また、体調を維持する為に服用を続ける場合もあります。補中益気湯ほちゅうえっきとう十全大補湯じゅうぜんたいほとう人参養栄湯にんじんようえいとうなど「補剤ほざい」(気血きけつ≒エネルギーや血液・栄養成分を補う薬)と呼ばれる漢方薬が使われることが多いです。

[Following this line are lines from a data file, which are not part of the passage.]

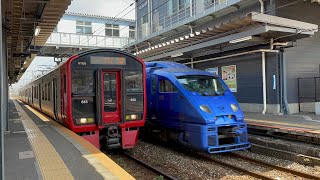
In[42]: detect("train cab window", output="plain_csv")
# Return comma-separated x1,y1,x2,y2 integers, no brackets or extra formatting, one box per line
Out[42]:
125,71,143,92
71,69,94,94
159,79,177,92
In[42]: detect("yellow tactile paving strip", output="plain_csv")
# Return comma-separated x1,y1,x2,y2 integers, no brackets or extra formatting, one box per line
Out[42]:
14,101,74,180
23,102,134,180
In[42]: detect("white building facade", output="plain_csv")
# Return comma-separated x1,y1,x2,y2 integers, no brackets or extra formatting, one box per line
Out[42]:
46,12,135,48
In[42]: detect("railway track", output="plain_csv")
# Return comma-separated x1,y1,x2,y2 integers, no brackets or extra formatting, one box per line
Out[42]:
198,153,320,180
122,152,176,180
248,127,320,145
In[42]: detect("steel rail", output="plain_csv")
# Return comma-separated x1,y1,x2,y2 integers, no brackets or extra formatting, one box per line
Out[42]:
248,128,320,145
123,152,177,180
228,153,320,180
197,153,273,180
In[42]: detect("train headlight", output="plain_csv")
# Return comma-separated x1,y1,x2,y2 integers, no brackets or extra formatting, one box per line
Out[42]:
230,104,239,112
80,118,88,124
200,105,212,114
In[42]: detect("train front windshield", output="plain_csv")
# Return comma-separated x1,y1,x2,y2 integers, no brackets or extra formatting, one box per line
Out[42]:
177,75,226,96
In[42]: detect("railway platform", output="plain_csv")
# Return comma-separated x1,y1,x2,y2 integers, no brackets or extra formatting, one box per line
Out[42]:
245,113,320,144
4,99,134,180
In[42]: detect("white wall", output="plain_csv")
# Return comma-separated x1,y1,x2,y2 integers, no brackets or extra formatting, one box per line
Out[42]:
119,25,129,37
92,23,106,36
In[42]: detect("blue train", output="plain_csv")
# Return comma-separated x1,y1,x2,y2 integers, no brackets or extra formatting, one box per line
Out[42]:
146,62,250,153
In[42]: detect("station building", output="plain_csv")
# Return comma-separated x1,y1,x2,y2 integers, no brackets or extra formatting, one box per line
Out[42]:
46,12,136,48
16,12,136,86
125,0,320,114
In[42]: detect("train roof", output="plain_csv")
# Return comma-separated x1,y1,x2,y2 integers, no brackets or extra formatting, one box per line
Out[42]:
145,61,216,76
145,61,189,68
23,48,137,84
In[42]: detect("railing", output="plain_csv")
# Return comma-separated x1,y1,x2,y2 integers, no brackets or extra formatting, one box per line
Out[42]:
298,77,320,112
137,0,237,39
46,32,135,48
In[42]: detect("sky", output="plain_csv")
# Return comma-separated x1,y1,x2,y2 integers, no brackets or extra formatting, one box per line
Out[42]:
13,0,135,89
67,0,135,19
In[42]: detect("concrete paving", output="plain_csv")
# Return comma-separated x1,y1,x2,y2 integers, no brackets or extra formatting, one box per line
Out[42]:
4,101,41,180
245,113,320,130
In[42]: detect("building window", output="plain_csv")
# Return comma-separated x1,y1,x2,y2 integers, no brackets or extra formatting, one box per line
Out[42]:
168,0,190,14
129,26,136,39
76,21,92,34
106,24,120,37
48,82,51,101
160,80,177,92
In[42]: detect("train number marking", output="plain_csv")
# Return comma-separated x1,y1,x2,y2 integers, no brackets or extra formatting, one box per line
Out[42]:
81,100,89,104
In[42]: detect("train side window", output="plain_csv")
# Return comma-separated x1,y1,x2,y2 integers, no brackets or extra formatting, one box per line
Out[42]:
48,82,51,101
159,79,177,92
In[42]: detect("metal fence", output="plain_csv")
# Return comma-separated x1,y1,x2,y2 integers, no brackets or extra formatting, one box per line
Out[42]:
46,32,135,48
298,77,320,112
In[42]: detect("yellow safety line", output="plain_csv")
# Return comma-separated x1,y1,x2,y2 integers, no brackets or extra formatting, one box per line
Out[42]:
27,103,135,180
14,101,74,180
245,119,316,130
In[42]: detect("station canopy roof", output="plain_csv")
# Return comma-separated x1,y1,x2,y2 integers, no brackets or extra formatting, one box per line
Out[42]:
126,12,318,61
3,0,71,84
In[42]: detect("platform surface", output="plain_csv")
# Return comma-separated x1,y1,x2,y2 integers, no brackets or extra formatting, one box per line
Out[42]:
5,100,134,180
245,113,320,136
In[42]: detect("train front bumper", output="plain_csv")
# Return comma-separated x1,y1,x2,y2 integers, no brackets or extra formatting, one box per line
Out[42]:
179,123,250,153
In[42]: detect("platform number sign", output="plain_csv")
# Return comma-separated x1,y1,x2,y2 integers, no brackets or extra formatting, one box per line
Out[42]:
221,65,237,92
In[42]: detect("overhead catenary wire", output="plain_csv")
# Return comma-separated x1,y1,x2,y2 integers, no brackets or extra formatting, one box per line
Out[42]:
95,0,170,45
129,0,320,54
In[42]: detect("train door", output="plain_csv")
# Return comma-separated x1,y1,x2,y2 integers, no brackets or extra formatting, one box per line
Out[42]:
60,74,66,122
31,86,34,106
38,83,42,110
52,78,58,120
149,75,159,119
97,69,122,125
158,78,179,120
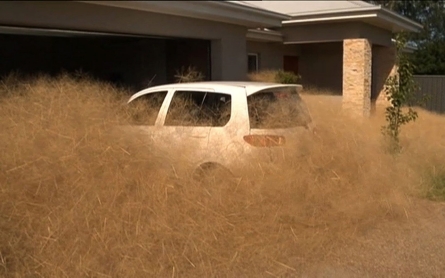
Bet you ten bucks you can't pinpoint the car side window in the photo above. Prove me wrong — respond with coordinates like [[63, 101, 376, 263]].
[[127, 91, 168, 126], [164, 91, 231, 127]]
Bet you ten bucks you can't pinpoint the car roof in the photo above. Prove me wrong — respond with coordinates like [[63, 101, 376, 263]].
[[128, 81, 303, 102]]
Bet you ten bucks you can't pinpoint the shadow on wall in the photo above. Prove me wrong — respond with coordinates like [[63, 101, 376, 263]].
[[299, 42, 343, 95], [414, 75, 445, 114]]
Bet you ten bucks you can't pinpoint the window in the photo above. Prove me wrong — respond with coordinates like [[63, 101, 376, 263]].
[[247, 87, 311, 129], [127, 91, 167, 125], [247, 53, 258, 72], [165, 91, 231, 126]]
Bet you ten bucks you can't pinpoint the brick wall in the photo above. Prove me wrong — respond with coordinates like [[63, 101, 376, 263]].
[[343, 39, 372, 117]]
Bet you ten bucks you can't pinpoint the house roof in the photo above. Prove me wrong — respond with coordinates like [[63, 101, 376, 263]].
[[231, 0, 422, 32], [78, 1, 290, 28]]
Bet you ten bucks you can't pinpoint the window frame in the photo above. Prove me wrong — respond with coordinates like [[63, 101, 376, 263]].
[[158, 88, 234, 128], [247, 52, 260, 73], [127, 89, 170, 127]]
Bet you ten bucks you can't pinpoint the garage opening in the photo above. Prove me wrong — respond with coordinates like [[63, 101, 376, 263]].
[[0, 26, 211, 90]]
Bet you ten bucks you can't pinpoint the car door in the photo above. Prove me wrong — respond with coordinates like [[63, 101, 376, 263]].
[[153, 88, 213, 172], [121, 90, 168, 144]]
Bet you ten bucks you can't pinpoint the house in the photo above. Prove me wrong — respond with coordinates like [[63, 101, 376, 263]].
[[0, 1, 421, 115]]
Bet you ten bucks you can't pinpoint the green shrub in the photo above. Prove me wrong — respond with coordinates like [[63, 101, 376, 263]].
[[426, 170, 445, 201], [175, 66, 205, 83]]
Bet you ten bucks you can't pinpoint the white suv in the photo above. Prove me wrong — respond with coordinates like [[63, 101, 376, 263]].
[[124, 81, 313, 179]]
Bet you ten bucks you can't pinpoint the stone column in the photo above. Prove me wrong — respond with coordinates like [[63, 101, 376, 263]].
[[371, 45, 397, 107], [343, 39, 372, 117]]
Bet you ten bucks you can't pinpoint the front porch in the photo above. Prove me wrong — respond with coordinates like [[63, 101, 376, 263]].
[[247, 22, 395, 116]]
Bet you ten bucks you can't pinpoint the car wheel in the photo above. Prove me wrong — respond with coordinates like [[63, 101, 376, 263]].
[[193, 163, 234, 185]]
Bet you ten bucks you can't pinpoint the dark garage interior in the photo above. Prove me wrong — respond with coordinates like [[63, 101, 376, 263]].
[[0, 28, 211, 90]]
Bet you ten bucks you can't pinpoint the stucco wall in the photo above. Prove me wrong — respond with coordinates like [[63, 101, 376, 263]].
[[279, 22, 392, 46], [247, 41, 301, 70], [299, 42, 343, 95], [0, 1, 247, 80]]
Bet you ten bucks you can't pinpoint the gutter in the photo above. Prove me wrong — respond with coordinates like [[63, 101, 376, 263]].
[[247, 28, 283, 42], [283, 5, 423, 32], [76, 1, 290, 28]]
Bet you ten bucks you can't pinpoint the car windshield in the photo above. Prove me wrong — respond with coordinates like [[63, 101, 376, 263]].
[[247, 87, 311, 129]]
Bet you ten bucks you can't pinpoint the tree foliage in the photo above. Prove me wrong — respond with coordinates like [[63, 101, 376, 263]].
[[367, 0, 445, 75], [382, 33, 418, 153]]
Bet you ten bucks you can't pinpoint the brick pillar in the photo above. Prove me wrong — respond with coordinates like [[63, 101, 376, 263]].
[[343, 39, 372, 117], [371, 46, 397, 107]]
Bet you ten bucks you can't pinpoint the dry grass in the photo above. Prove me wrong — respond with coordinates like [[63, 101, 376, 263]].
[[0, 73, 445, 277]]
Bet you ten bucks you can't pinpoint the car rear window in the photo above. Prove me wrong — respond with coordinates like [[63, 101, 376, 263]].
[[247, 87, 311, 129]]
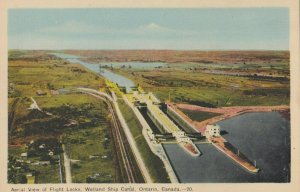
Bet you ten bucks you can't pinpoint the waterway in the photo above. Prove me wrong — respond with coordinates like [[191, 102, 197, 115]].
[[164, 112, 290, 183], [52, 53, 166, 92], [54, 53, 290, 183], [53, 53, 135, 92]]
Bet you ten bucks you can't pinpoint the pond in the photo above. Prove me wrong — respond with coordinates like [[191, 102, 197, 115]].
[[164, 112, 290, 183]]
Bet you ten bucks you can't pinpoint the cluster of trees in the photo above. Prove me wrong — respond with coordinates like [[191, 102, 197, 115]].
[[243, 89, 290, 97], [175, 96, 217, 108]]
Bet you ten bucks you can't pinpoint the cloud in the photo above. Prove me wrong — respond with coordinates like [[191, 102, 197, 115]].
[[139, 23, 174, 32], [40, 21, 111, 34]]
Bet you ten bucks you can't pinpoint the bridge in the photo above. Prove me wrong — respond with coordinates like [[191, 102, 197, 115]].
[[132, 92, 201, 156]]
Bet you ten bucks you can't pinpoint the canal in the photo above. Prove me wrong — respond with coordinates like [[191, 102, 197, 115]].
[[164, 112, 290, 183], [54, 53, 290, 183]]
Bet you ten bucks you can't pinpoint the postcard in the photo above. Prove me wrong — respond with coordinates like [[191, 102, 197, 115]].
[[0, 1, 300, 192]]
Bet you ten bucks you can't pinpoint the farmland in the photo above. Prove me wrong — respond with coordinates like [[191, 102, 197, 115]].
[[8, 51, 119, 183], [66, 50, 290, 107]]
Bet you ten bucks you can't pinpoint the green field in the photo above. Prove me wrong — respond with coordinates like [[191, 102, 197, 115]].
[[114, 68, 290, 107], [63, 125, 116, 183], [180, 109, 220, 121], [118, 99, 170, 183], [8, 51, 118, 183]]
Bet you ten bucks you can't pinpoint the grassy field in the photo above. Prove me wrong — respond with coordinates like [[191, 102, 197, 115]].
[[118, 99, 170, 183], [64, 125, 116, 183], [180, 109, 220, 121], [114, 68, 290, 107], [8, 51, 117, 183]]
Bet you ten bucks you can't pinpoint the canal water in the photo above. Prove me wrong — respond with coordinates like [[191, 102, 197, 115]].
[[52, 53, 167, 92], [164, 112, 290, 183], [54, 53, 290, 183], [53, 53, 135, 91]]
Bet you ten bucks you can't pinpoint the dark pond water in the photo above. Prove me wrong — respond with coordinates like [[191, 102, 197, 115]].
[[164, 112, 290, 183]]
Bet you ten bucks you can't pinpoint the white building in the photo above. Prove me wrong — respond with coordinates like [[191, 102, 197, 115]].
[[204, 124, 221, 138]]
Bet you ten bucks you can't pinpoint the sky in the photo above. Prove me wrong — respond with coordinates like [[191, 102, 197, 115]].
[[8, 8, 289, 50]]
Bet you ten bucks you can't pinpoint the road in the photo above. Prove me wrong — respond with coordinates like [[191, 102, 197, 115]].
[[87, 93, 136, 183], [78, 88, 153, 183], [62, 145, 72, 183]]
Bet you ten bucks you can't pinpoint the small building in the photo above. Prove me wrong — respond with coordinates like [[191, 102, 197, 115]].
[[39, 144, 46, 149], [36, 90, 47, 96], [204, 124, 221, 138], [50, 89, 59, 95], [21, 153, 27, 157]]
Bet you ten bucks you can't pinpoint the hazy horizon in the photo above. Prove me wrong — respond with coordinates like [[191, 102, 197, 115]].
[[8, 8, 289, 51]]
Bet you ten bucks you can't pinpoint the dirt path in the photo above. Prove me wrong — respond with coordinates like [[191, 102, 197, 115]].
[[168, 103, 290, 133]]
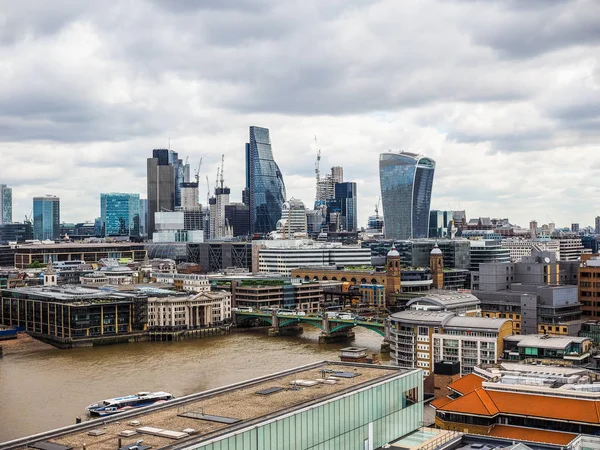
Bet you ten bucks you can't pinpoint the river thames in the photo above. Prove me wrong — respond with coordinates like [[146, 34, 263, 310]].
[[0, 327, 383, 442]]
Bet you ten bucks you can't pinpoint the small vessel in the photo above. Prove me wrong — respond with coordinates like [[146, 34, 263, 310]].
[[86, 392, 175, 417]]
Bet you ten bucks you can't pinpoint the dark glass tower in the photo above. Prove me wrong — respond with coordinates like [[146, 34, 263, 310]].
[[379, 152, 435, 239], [246, 127, 286, 234], [33, 195, 60, 241]]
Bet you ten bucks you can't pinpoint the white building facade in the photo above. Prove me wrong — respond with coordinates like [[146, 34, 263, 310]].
[[148, 291, 231, 330]]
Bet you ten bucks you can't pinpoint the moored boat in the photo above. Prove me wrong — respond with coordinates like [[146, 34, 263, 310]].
[[86, 391, 175, 417]]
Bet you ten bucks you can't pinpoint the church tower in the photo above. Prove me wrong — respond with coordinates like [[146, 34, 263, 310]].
[[44, 260, 58, 286], [429, 244, 444, 289], [385, 247, 401, 306]]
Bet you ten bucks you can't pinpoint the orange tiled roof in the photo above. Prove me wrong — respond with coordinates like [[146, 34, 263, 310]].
[[448, 373, 484, 395], [438, 388, 600, 424], [429, 397, 452, 409], [438, 389, 499, 416], [489, 425, 577, 445]]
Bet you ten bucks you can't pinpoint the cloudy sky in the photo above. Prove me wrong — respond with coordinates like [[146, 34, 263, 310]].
[[0, 0, 600, 226]]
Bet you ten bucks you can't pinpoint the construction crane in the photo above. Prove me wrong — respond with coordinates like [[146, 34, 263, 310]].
[[315, 136, 321, 183], [221, 154, 225, 189], [194, 158, 202, 185], [206, 175, 210, 208]]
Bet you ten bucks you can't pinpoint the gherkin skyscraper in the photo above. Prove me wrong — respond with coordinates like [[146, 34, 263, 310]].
[[379, 152, 435, 239], [246, 127, 286, 234]]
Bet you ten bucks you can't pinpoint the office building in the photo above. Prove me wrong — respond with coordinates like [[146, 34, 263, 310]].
[[529, 220, 538, 239], [185, 242, 251, 273], [502, 238, 560, 262], [14, 242, 146, 269], [504, 334, 593, 366], [0, 286, 148, 347], [33, 195, 60, 241], [315, 162, 344, 209], [578, 254, 600, 320], [181, 182, 200, 211], [148, 291, 231, 331], [147, 149, 178, 236], [231, 277, 323, 313], [326, 182, 358, 232], [100, 192, 140, 237], [0, 184, 12, 224], [246, 126, 286, 235], [7, 360, 423, 450], [379, 152, 435, 239], [429, 209, 455, 239], [362, 239, 471, 270], [557, 238, 591, 261], [431, 362, 600, 440], [225, 203, 250, 237], [0, 222, 33, 243], [389, 309, 512, 376], [277, 198, 308, 239], [253, 240, 371, 275], [140, 198, 148, 236]]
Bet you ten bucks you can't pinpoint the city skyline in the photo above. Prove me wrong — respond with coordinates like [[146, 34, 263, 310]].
[[0, 0, 600, 226]]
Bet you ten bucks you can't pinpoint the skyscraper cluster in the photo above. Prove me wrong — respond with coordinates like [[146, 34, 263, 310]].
[[379, 152, 435, 240]]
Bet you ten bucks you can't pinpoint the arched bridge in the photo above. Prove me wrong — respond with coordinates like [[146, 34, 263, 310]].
[[234, 311, 390, 342]]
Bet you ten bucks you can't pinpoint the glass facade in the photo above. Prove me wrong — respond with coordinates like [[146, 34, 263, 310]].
[[379, 152, 435, 239], [0, 184, 12, 223], [334, 182, 358, 231], [193, 370, 423, 450], [246, 127, 286, 234], [429, 209, 454, 239], [100, 192, 140, 236], [140, 198, 148, 236], [33, 195, 60, 241]]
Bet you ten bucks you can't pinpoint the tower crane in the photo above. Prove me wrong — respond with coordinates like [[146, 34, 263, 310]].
[[194, 158, 202, 183], [221, 154, 225, 189], [206, 175, 210, 208]]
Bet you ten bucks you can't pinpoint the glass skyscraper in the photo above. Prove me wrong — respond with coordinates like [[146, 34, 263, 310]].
[[100, 192, 140, 236], [33, 195, 60, 241], [379, 152, 435, 243], [246, 127, 286, 234], [0, 184, 12, 223]]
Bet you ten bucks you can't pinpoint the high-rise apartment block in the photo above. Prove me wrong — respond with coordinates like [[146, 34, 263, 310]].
[[326, 182, 358, 231], [140, 198, 148, 236], [379, 152, 435, 239], [529, 220, 537, 239], [147, 149, 178, 236], [33, 195, 60, 241], [246, 126, 286, 235], [100, 192, 140, 237], [0, 184, 12, 224], [429, 210, 454, 239], [315, 166, 344, 209]]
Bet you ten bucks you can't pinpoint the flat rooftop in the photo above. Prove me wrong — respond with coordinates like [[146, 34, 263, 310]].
[[0, 361, 414, 450]]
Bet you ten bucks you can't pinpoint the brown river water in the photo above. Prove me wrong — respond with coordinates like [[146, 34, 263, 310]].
[[0, 327, 385, 443]]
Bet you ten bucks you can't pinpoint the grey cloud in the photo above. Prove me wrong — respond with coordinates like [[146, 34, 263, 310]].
[[468, 0, 600, 58]]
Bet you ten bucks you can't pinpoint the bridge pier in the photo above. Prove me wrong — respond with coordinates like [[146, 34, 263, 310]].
[[381, 319, 392, 353], [269, 325, 304, 336], [319, 328, 355, 344]]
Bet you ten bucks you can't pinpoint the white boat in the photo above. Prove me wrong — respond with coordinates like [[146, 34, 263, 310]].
[[86, 392, 175, 416]]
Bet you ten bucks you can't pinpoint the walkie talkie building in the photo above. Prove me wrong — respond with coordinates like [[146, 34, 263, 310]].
[[379, 152, 435, 243], [246, 127, 286, 235]]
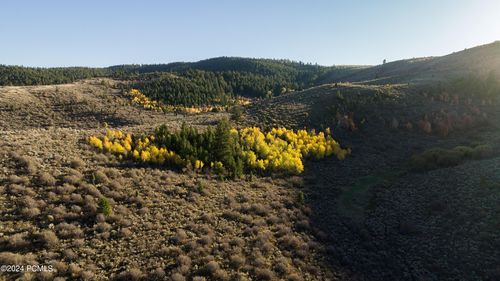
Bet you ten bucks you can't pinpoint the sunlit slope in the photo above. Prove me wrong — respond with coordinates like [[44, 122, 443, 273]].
[[324, 41, 500, 84]]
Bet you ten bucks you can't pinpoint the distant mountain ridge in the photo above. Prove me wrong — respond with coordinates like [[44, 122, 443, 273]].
[[323, 41, 500, 84], [0, 41, 500, 106]]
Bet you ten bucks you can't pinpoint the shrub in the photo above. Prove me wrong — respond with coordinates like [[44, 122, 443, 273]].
[[410, 145, 494, 172], [38, 172, 56, 186], [38, 230, 59, 249], [472, 144, 493, 159], [97, 196, 112, 217], [69, 158, 85, 170], [89, 119, 350, 178]]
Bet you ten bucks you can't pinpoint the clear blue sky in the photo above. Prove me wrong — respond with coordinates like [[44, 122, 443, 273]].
[[0, 0, 500, 67]]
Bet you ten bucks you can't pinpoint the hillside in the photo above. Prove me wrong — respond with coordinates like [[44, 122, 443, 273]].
[[324, 41, 500, 84], [0, 42, 500, 281], [242, 80, 500, 280]]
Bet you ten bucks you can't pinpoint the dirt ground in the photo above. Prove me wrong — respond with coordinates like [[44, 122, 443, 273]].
[[0, 80, 349, 280], [0, 79, 500, 280]]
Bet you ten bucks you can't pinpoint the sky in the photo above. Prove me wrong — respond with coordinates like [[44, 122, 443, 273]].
[[0, 0, 500, 67]]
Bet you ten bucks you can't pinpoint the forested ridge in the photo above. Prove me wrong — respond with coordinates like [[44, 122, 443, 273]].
[[0, 57, 364, 106]]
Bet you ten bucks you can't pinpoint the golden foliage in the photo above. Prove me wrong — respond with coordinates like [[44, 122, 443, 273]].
[[88, 127, 351, 174]]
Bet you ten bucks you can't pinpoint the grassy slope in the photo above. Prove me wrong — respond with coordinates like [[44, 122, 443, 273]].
[[243, 80, 500, 280], [324, 41, 500, 84], [0, 81, 347, 280]]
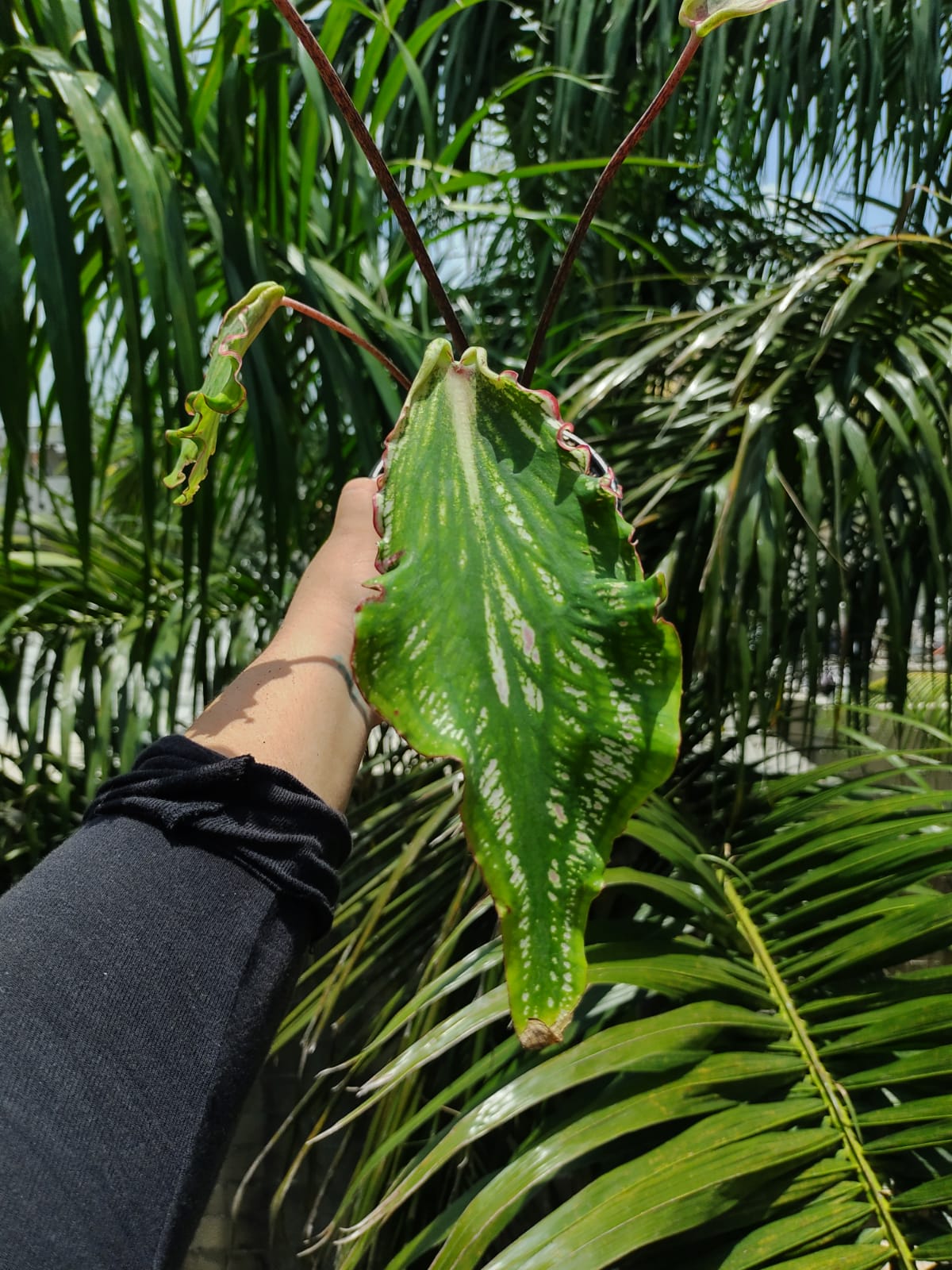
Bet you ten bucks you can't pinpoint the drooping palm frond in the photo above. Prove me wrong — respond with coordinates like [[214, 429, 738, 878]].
[[565, 237, 952, 777], [274, 738, 952, 1270]]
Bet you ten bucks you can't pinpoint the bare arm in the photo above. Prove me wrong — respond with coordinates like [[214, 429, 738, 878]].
[[186, 479, 378, 811]]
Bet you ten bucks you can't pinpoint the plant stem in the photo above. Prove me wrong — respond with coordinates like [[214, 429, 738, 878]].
[[281, 296, 410, 391], [523, 32, 701, 389], [271, 0, 468, 357]]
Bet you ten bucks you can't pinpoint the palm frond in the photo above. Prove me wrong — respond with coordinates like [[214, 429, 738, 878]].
[[282, 738, 952, 1270]]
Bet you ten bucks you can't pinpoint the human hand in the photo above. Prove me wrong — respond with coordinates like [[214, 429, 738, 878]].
[[186, 478, 379, 811]]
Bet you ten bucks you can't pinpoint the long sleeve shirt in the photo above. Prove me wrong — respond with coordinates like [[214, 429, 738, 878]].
[[0, 737, 351, 1270]]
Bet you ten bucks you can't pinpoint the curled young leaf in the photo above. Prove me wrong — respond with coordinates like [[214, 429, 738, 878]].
[[354, 341, 681, 1048], [678, 0, 783, 40], [163, 282, 284, 506]]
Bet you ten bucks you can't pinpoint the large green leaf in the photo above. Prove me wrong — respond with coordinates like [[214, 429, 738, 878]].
[[354, 341, 681, 1048]]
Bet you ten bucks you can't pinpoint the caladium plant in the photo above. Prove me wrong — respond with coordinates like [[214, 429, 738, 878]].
[[167, 0, 779, 1048]]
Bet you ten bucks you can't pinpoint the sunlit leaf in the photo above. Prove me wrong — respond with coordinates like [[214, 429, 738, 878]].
[[354, 341, 681, 1048]]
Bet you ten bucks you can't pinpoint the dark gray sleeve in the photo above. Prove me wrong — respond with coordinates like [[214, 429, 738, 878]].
[[0, 737, 351, 1270]]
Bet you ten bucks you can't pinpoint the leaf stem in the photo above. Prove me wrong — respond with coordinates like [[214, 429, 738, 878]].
[[720, 872, 916, 1270], [281, 296, 410, 391], [517, 32, 701, 389], [271, 0, 468, 357]]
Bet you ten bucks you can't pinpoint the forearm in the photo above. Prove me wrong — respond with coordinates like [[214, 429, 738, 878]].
[[188, 480, 377, 811]]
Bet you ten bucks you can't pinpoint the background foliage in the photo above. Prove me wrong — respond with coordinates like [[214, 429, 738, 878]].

一方で、急性期の症状に素早く効果を発現する漢方薬もあります。
例えば、こむら返りに使われる芍薬甘草湯しゃくやくかんぞうとうは数分後に効果がでるといわれています。
ごく初期の風邪では、葛根湯かっこんとうを一度飲んだだけで治まることもあります。
子供の夜泣きやヒステリーに甘麦大棗湯かんばくたいそうとう、パニック障害に四逆散しぎゃくさんを頓服で用いる場合もあります。
ただし、あくまで「証」が合った場合です。病名だけで漢方薬を決められないケースもあるので、ご注意ください。

こうした場合は、基本的には長期服用することはありません。むしろ、長期服用が好ましくない場合も多いです。
例えば、こむら返りの予防に芍薬甘草湯を連用されている場合、甘草の副作用(浮腫み・血圧上昇等)のリスクがあります。
麻黄湯や葛根湯は解熱・発汗後は服用を止めるべきです。初めから汗をかいている人にも不向きです。胃腸障害・不眠・動悸が起きる可能性があるからです。
同様に麻黄が含まれている小青竜湯を花粉症の時期に1日3回飲み続けている方も注意が必要です。
(漢方薬の副作用については、「漢方薬に副作用はないのか?」をお読みください。)

ちなみに、甘草は芍薬甘草湯以外にも多くの漢方薬に含まれています。麻黄湯・葛根湯・小青竜湯は勿論のこと、長期服用の漢方薬として挙げた補中益気湯・十全大補湯・人参養栄湯にも含まれています。
芍薬甘草湯に比べると含有量が少ないのですが、長く飲む場合は定期的に血液検査を行う等の副作用の確認も必要です。

漢方薬を処方してもらった時には
●どのぐらい続けるのか(長い目でみる必要がある薬か、数日で効果がでる薬か)
●服用を止めるタイミング(どのような状態になったら中止してよいか)
を確認すると良いでしょう。

適正な漢方薬の使用で、健やかな毎日を…。